As Iolanthe, Ahmed moved with the grace of a dancer and sang with equal style. The mortal whom she enchanted all those years earlier is now the Lord High Chancellor, portrayed here by David Garrison. The veteran actor, bewigged and clad in judicial robes, was a marvelous, fastidious, crotchety old judge, weighing the ethics of another union — this one to his (mortal) ward, Phyllis, who he covets for her youth and beauty.

Ashley Fabian’s Phyllis was a vision of sunshine and joy, smitten with the dashing half-fairy Strephon as played by an equally, radiantly positive Schyler Vargas.
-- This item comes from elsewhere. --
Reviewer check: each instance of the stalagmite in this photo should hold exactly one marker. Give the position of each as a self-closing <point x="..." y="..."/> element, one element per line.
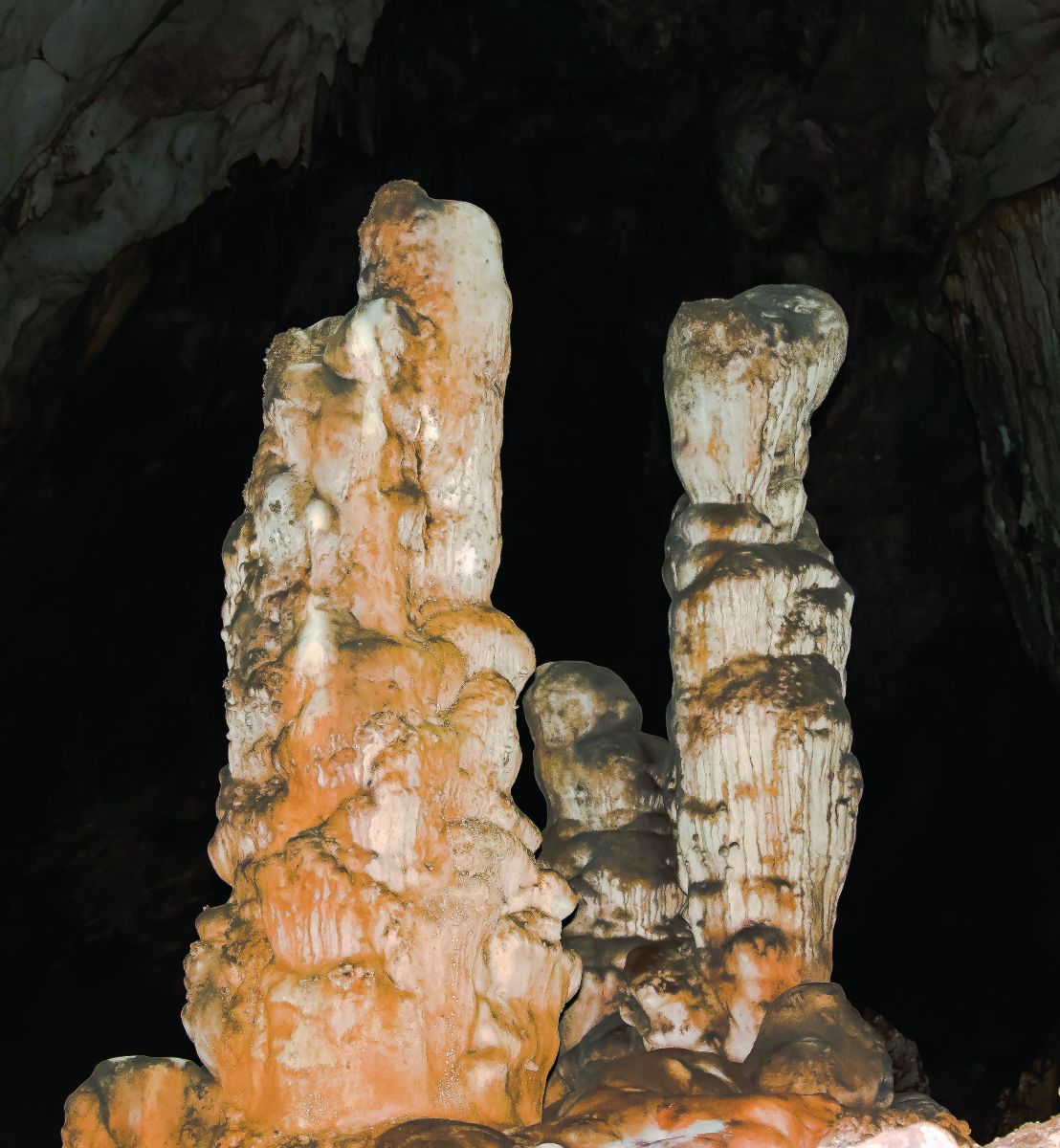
<point x="608" y="832"/>
<point x="390" y="948"/>
<point x="766" y="787"/>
Fabian’s lovely lyric soprano blended with Vargas’s robust baritone as they sang of their love and frustration that if they wed, pursuant to fairy law Strephon must die. Phyllis has consigned herself to marrying either Lord Mountararat or Lord Tolloller. They were both the same to her, and was up to them to decide who got the prize.

Jason Danieley’s Lord Tolloller was a fuss-budget, but not immune to the charms of a beautiful fairy. As Tolloller’s friend, Mountararat, Santino Fontana sported a ridiculous page-boy wig and had the audience in stitches as he tossed off double entendres. In one nod to Iolanthe directorial tradition, Garrison, Danieley, and Fontana tripped across the stage and exited arm-in-arm after their trio, “If you go in you’re sure to win”.

Facing competitive exams in order to qualify for seats in the House of Lords, Tolloller and Mountararat — fully aware of their lightweight intellects — decide they have nothing to lose and yield to the charms of two fairies, Nicole Eve Goldstein’s Celia and Kailyn le Baron’s Leila. Emy Zener, a member of MasterVoices, was an eager, winning Fleta, similarly intent on snagging a lord. Their mute counterpart was Tiler Peck’s Dancing Fairy, whose every appearance foretold that something magical was about to occur. 

Sperling led the MasterVoices orchestra in a superb reading of Gilbert & Sullivan’s melodious, bouyant score. He and his players underpinned the comedy and the pathos with transparent sound and rhythmic vitality. The overture was especially notable for the fine playing of the strings and flutes. 

As fairies and lords, the chorus also sang with exceptional attention to text and diction, and a  polished sound. A highlight was the men joining Fontana’s Mountararat in a rousing chorus of “When Britain really ruled the waves.” 

It is the members of MasterVoices, a volunteer chorus, and their supporters who make a production like this possible. With this performance of Iolanthe, they and their director again proved what an invaluable asset they are to New York’s artistic life.